Round House Nominated for a DC landmark status in Brookland

by Prince Of Petworth January 3, 2012 at 4:00 pm 15 Comments

Photo by PoPville flickr user Lalaroo

Some interesting info from the Brookland listserv on this oft nominated House of the Day:

Working with John Feeley, I have researched the history of the Round House (1001 Irving) and nominated it as a DC landmark building. The nomination was filed by the DC Preservation League. The building is protected from major changes (to the exterior only — the nomination is only for the exterior of the building) until the city’s Historic Preservation Review Board actually hears the case, and at that time the protection becomes permanent or disappears. Some cases are heard fairly soon and some wait for years. The owner, a local developer who has begun a good restoration of the building anyway, and the ANC, all are consulted before the hearing, naturally, but the Board will base its decision largely on the historical and artistic aspects of the building itself. The building permits already issued to the owner remain in force, because they were validly issued. Visiting the place recently, the developer seems to be maintaining not only the exterior as it was but also the interior. (There were three rooms surrounding a central spiral staircase that goes to the second floor. A skylight tops the house.

The house was built in 1901 by a prominent Brookland builder, John C. Louthan, who lived in another house he himself built at 12th and Irving (now gone). His architect was a very busy designer of modest houses in the city, Edward Woltz.
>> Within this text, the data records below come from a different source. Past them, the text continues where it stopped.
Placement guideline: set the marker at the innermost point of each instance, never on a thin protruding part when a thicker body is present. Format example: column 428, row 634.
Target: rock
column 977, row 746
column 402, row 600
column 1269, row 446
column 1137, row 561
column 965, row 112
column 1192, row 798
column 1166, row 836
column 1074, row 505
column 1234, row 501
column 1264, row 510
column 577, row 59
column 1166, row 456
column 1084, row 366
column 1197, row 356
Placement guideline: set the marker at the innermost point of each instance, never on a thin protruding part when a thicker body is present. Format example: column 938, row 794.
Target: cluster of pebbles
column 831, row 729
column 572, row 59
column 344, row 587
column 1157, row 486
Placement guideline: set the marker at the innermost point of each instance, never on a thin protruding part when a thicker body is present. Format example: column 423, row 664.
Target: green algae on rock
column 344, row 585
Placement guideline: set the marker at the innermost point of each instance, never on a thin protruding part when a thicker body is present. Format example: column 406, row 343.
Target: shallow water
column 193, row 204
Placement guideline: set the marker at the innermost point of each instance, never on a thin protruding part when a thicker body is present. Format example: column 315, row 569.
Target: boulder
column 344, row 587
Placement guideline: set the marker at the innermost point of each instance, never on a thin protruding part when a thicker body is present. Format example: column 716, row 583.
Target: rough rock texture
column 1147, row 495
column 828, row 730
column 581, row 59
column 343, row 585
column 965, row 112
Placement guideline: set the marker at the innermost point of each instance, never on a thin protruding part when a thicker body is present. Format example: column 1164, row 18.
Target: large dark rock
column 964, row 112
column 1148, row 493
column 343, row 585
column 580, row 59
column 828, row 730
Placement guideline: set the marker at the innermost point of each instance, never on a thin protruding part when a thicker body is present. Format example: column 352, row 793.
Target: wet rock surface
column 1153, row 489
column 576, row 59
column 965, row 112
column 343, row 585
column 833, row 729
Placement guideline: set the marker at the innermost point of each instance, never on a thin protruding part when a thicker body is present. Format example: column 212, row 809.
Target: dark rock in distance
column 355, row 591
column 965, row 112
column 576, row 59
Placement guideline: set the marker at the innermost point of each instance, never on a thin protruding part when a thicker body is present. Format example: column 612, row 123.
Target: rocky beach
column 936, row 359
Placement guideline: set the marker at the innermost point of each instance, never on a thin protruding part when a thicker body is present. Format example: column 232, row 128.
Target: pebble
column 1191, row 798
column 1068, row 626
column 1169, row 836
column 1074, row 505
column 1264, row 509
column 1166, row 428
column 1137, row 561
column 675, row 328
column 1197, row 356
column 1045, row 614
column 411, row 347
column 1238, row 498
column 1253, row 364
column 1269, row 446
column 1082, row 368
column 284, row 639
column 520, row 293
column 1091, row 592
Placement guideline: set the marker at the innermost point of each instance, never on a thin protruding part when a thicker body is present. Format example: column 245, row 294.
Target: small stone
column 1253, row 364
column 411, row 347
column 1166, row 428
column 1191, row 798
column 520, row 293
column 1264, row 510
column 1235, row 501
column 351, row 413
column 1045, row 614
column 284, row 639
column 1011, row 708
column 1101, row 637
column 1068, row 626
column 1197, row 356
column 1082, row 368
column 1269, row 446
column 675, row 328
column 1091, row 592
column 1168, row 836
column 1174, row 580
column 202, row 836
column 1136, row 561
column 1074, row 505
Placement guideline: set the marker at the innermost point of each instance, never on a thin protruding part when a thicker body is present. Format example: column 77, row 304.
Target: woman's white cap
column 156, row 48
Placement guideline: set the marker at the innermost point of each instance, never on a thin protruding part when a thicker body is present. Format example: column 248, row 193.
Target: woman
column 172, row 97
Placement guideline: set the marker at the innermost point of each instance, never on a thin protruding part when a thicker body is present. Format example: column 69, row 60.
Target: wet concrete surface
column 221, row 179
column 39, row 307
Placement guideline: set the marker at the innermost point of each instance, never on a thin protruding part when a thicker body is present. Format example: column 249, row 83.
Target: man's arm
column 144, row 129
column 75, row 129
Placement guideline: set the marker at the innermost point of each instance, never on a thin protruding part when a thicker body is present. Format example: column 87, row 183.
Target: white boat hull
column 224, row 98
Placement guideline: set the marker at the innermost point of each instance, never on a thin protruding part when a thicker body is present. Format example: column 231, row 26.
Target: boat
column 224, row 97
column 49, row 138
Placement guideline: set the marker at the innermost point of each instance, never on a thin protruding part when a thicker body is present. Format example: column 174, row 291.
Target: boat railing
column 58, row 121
This was one of only a handful of larger buildings Woltz designed. Over its life the house has seen only four owners; Mrs. McKinney, who died last year, had lived there since about 1950. There is no information about why Woltz and Louthan chose the odd shape for their house — octagon and round houses were a short fad in the US in the 1850s but had stopped being built by the Civil War and revivals of this style are rare. Nonetheless, that is what Woltz seems to have done. There are no other round houses in Washington.